As usual, the first thing I do is don my suit and get the smoker lit. Keeping the smoker going is a bit of an art form – something I’m still mastering. But, when going, it works remarkably well. The suit is a bit warm this time of year. I’m trying to ween myself from the suit and just use a veil, but it’ll take a little bit to work up my nerve. Especially when the bees can seem irate sometimes. There’s always at least one bee that’s buzzing me consistently. I had my gloves off and it continued to buzz and I decided… gloves back on. Maybe later I’ll remove the gloves and try to bare-hand my inspection. It would be ideal as I get a better tactile experience this way. In time.
Then there’s the routine puff of smoke on the entrance and around the hive. I bath a little in the smoke as well to hide my mammal scent.
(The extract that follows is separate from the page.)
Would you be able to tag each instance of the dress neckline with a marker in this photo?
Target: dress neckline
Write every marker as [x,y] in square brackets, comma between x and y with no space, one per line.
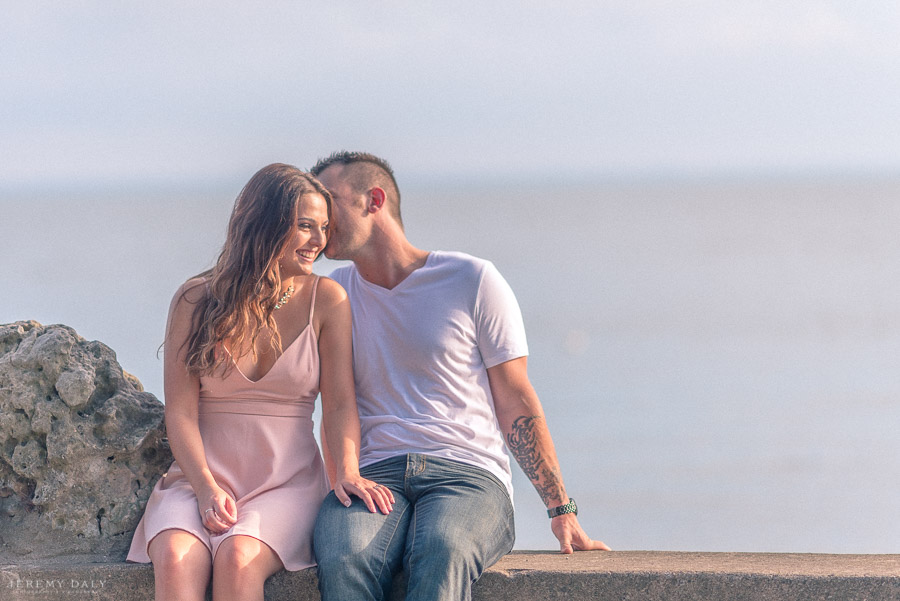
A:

With that one bee perpetually buzzing me, I take the usuall bee’s eye veiw picture after removing a few top-bars. I notice a couple of bees carrying other bees out of the hive. The other bees didn’t look fully dead – were they honey robbers that got caught when the hive went on high alert thanks to my smoke? Or unhealthy bees that were being discarded? Hard to say, but there’s not a lot of them – usually two or three per hive-opening.
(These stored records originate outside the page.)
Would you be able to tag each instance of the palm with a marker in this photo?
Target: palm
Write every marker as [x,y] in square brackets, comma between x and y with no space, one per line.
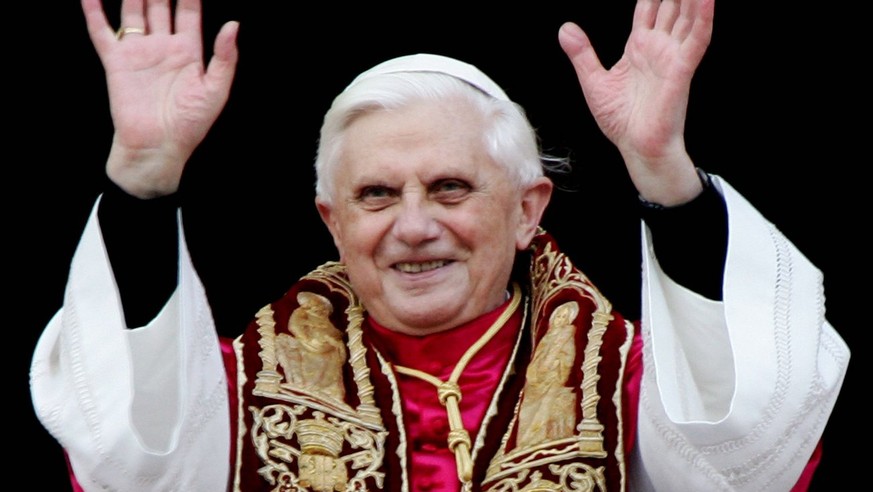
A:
[640,102]
[163,97]
[157,93]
The bees seemed a bit more uptight today than normal. But then, it was late in the afternoon on a very warm day where I usually open the hive in the late morning instead, and the queen had moved to working the combs further back. Nevertheless, all I got was a few bees buzzing about angrily. I had trouble keeping my smoker lit this time around too, so that didn’t help any. Goes to show – you want to clean the ash in your smoker out between uses.
This hive inspection was mostly a peeking in to evaluate the bees. I had no specific task in mind. I almost didn’t go out there to do it. It’s hot and humid and I half wanted to wait until I got my stand-alone veil. But, the call of the bees was irresistible. I wanted to see how they were coping with this dry period. There’s still a lot of forage, fortunately. But we’ve not had decent rain for several weeks and it’s been ten degrees warmer than usual here for several days in a row. I have a solarboard panel covering the hive so hopefully that’s keeping things just a little cooler.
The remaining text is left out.